Commercial mediation is often a more formal process with legal representatives and the use of the shuttle mediation style. This type of mediation would normally take place over one day and can be arranged very quickly if all parties are available.
The normal steps in the process would include:
- parties decide to mediate and choose a mediator, date and venue
- the mediator will send out a draft agreement to cover the mediation process and invite the parties to agree a bundle of documents to be sent to the mediator
- as well as the bundle parties can send the mediator confidential information that they do not want the other party to see
- The mediator will read the papers and speak to both side before the day
- the parties sometimes exchange ‘position statements’ setting out their positions on the claim
- On the day, after saying hello, there is normally an joint opening meeting where both sides can put their positions to the other – this sometimes leads to a helpful discussion about any outstanding matters.

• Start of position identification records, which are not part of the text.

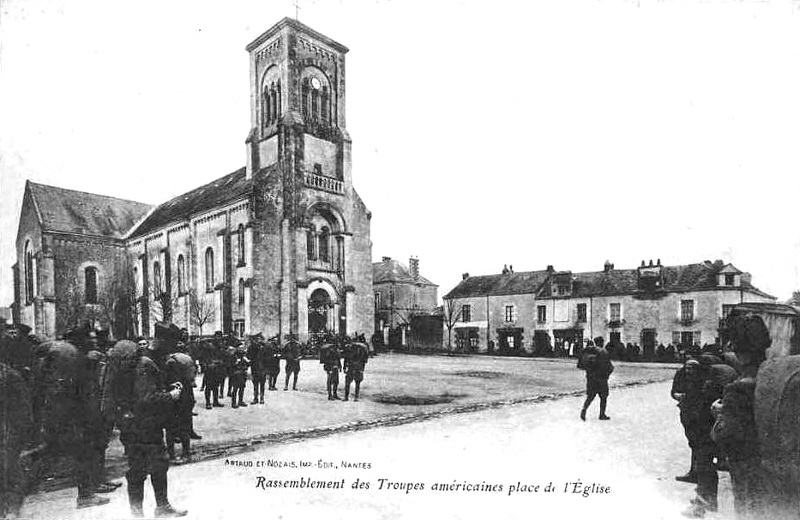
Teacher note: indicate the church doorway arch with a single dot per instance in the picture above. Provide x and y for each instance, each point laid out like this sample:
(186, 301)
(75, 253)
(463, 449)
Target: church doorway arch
(319, 306)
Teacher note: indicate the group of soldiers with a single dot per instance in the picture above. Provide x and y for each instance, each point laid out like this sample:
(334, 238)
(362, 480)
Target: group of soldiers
(63, 399)
(716, 394)
(224, 358)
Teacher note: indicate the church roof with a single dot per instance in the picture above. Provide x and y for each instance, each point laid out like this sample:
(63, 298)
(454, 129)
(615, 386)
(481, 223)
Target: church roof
(390, 270)
(215, 193)
(70, 211)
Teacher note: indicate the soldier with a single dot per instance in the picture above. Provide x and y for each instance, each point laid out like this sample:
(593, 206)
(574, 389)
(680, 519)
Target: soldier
(146, 409)
(355, 358)
(292, 355)
(72, 422)
(258, 366)
(180, 367)
(330, 359)
(224, 367)
(698, 421)
(212, 362)
(238, 377)
(757, 492)
(16, 416)
(597, 364)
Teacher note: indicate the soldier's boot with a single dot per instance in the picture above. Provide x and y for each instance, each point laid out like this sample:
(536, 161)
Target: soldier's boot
(603, 416)
(136, 498)
(163, 508)
(91, 501)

- Usually after the opening the parties will go to seperate rooms and the mediator will shuttle between them. The mediator will explore with both sides the strengths and weaknesses of the cases and more importantly what is important to each side for any deal and possible ways that a settlement may be reached
- The process is flexible and can involve further joint meetings either of everyone or say just the lawyers or clients with the mediator.
- Often the mediator will take offers from one party to the other
- Hopefully a settlement will be reached on the day and a binding agreement signed recording that settlement.
The process is normally confidential (by means of the Mediation Agreement ) and when the mediator is with each party what they are told is confidential and will not be repeated to the other side unless permission is given. This is to encourage the parties to be open and honest with the mediator about what is really important and the possible deals that could be done.
The process is also ‘without prejudice’ to any court proceeding on the matter. That allows a participant to give way on a point in order to explore a potential settlement but if a settlement is not reached the judge will not know that the concession was made in the mediation and the party can still argue the point.